The exceptional load factor was responsible, for around 80% of the profits improvement the AEA estimates. By contrast, the improvement in the cost: yield equation added a paltry $55 million to the bottom line.

The AEA sagely points out that, if the industry cannot turn a profit with aircraft fuller than they have ever been, then there is little option but to cut costs or raise yields.

Although yields did in fact recover by an encouraging 3% in 1994, helped by a pick-up on the North Atlantic, there is no pretence that the long-term holds anything other than a continued decline. So cost-cutting it is.

The industry needs look no further than British Airways to see the results. The airline has consistently achieved annual cost-saving targets of more than $200 million and sees no reason why it should not continue. "We're now confident that we have a culture in the company where managers are expected to improve their costs. I see no reason why we cannot go on targeting a reduction in output costs," says managing director Bob Ayling, answering the question of when the cost cutting will stop.

He points out that BA has shaved more than $1 billion from its cost base since 1991. Ayling adds that savings made the difference in 1994/5 of BA reporting record profits of $700 million (excluding the write-down on its USAir holding) instead of a loss of more than $400 million.

Competitors have already taken note. Lufthansa, now free of state control, has begun to forge ahead with an onslaught on costs, including the setting up of its low-cost Express service. Others, such as KLM, are also reaping the benefits from early action on driving up productivity and efficiency. Analysts are waiting for the profits to start rolling in.

Even the state-owned carriers of southern Europe are now tackling the issue head-on.
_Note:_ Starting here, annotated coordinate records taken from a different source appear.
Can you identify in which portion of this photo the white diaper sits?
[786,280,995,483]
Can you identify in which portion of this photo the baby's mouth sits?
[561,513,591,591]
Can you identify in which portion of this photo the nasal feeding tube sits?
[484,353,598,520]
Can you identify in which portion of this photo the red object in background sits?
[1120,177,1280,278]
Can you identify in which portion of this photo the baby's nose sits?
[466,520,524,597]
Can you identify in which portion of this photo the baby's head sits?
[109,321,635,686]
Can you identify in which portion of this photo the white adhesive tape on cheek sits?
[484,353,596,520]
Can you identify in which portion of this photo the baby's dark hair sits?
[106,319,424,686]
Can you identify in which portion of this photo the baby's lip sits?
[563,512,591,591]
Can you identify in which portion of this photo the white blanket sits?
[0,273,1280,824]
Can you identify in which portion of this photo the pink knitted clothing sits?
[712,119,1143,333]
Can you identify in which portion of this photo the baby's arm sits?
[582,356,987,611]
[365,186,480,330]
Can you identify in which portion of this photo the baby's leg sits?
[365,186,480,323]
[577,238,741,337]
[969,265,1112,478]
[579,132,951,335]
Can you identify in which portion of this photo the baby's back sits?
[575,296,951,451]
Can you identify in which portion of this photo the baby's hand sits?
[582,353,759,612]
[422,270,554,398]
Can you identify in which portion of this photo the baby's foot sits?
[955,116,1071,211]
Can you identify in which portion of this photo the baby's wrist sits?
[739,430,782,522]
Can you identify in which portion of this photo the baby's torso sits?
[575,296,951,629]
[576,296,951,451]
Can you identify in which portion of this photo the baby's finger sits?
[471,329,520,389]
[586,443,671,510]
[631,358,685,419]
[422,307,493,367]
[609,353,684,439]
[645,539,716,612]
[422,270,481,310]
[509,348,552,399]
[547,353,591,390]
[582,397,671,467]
The European Commission (EC) has anyway made such restructuring a condition for the latest round of state-aid flowing into the airlines.
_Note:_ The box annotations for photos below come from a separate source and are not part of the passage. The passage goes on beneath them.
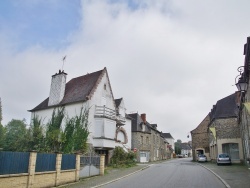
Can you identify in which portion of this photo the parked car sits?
[197,154,207,162]
[217,153,231,166]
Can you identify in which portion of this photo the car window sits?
[219,153,229,158]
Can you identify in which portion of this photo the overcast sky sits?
[0,0,250,142]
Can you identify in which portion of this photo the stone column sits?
[75,153,81,181]
[55,153,62,186]
[100,154,105,176]
[27,151,37,188]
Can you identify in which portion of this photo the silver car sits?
[197,154,207,162]
[217,153,231,166]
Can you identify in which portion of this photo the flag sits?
[209,127,216,139]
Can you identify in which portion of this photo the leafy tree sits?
[4,119,27,151]
[0,123,5,148]
[46,107,65,152]
[27,115,46,152]
[0,98,3,125]
[62,108,89,153]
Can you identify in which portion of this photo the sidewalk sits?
[60,163,150,188]
[60,159,250,188]
[198,162,250,188]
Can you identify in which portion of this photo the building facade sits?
[30,68,131,164]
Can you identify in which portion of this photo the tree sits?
[0,98,3,125]
[27,115,46,152]
[46,107,65,152]
[0,123,5,148]
[62,108,89,153]
[4,119,27,151]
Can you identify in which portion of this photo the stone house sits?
[129,113,166,162]
[162,133,175,159]
[181,142,192,157]
[29,68,131,164]
[208,92,243,163]
[191,114,210,161]
[238,37,250,164]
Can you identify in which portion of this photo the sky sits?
[0,0,250,142]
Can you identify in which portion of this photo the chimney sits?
[48,70,67,106]
[141,114,146,123]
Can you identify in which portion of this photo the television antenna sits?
[62,55,67,71]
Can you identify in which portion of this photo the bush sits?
[110,146,136,168]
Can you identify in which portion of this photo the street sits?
[100,158,225,188]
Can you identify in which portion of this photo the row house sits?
[181,142,192,157]
[191,114,210,161]
[191,37,250,164]
[191,92,243,163]
[208,92,243,163]
[236,37,250,164]
[129,113,167,162]
[29,68,170,164]
[162,133,175,159]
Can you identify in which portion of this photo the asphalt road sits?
[100,158,226,188]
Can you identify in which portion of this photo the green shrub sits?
[110,146,136,168]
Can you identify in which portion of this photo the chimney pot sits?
[141,113,146,123]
Iberia, which is still awaiting an EC decision, has embarked on an aggressive three-year restructuring designed to return to profit, including the promise to slash the workforce by 14%. The Spanish carrier has already agreed a wage-freeze with its staff.

Olympic Airways in Greece, long ranked among the region's laggards, are also showing more earnest restructuring efforts under new chairman Rigas Doganis. The latest pronouncement out of Athens is that the airline is heading back towards its first profit in a decade, having slashed losses by nearly two-thirds in the first quarter of 1995.
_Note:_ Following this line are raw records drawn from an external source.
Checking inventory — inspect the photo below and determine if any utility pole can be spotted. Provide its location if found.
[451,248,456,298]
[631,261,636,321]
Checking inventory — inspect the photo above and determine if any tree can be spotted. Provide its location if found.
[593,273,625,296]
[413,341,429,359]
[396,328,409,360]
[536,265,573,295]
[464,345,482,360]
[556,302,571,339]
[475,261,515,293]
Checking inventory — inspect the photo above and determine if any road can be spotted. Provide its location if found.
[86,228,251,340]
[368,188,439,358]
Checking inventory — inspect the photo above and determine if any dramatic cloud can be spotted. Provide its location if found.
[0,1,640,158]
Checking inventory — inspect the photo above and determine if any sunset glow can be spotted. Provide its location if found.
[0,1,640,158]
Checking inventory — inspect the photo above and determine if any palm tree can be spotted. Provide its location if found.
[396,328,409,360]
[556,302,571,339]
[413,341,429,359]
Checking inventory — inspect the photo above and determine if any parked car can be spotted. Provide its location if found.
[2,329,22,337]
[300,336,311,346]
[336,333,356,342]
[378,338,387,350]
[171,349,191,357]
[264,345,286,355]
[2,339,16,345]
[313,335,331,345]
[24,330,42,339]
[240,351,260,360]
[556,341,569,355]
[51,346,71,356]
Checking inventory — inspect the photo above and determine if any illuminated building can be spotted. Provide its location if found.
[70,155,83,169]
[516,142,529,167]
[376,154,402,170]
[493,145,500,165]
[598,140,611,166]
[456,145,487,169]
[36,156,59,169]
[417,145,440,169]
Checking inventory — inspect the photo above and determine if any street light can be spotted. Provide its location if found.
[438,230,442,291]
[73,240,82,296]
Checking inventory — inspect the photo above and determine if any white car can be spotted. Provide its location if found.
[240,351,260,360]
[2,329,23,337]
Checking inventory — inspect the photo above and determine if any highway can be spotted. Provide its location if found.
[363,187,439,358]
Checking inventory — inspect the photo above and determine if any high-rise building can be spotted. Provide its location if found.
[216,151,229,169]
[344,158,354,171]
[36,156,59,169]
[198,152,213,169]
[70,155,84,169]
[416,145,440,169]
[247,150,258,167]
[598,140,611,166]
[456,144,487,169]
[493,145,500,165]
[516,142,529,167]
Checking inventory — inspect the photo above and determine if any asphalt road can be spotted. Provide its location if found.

Despite a new realism among airline management, European carriers continue to face an uphill struggle on cost containment. Efforts to improve the region's expensive and inefficient infrastructure are slow, while political and cultural hurdles remain in addressing staffing issues. Witness the recent embarrassing strikes at KLM and SAS, as well as the running battle still bogging down Alitalia.

ASIA TAKES HEED

Despite world-beating traffic growth and a traditionally low-cost base, the realities of the cost equation are also catching up with the carriers of the Asia-Pacific region.

The three big Japanese carriers have already been humbled by heavy losses, finding themselves overextended in the face of deeply depressed markets both at home and abroad. Restructuring measures are now in their third year and should put the industry back into profit for 1995/6.

Elsewhere, Singapore Airlines and Cathay Pacific, have led with warnings of falling yields and rising costs not helped by domestic currencies, which are steadily strengthening. An increase in international competition and strong capacity growth are common themes.

Malaysian Airlines and Thai Airways have managed to re-instate earnings over the last year, but only after an unnerving dip, while China Airlines has suffered this year, and may be casting an anxious eye over its shoulder at Taiwan's other rising stars.

Strong traffic demand and region's low-costs should help offset some of the concerns, but the carriers of Asia-Pacific might do well to learn the lessons of Europe and the USA, that battles for market share are no substitute for good housekeeping.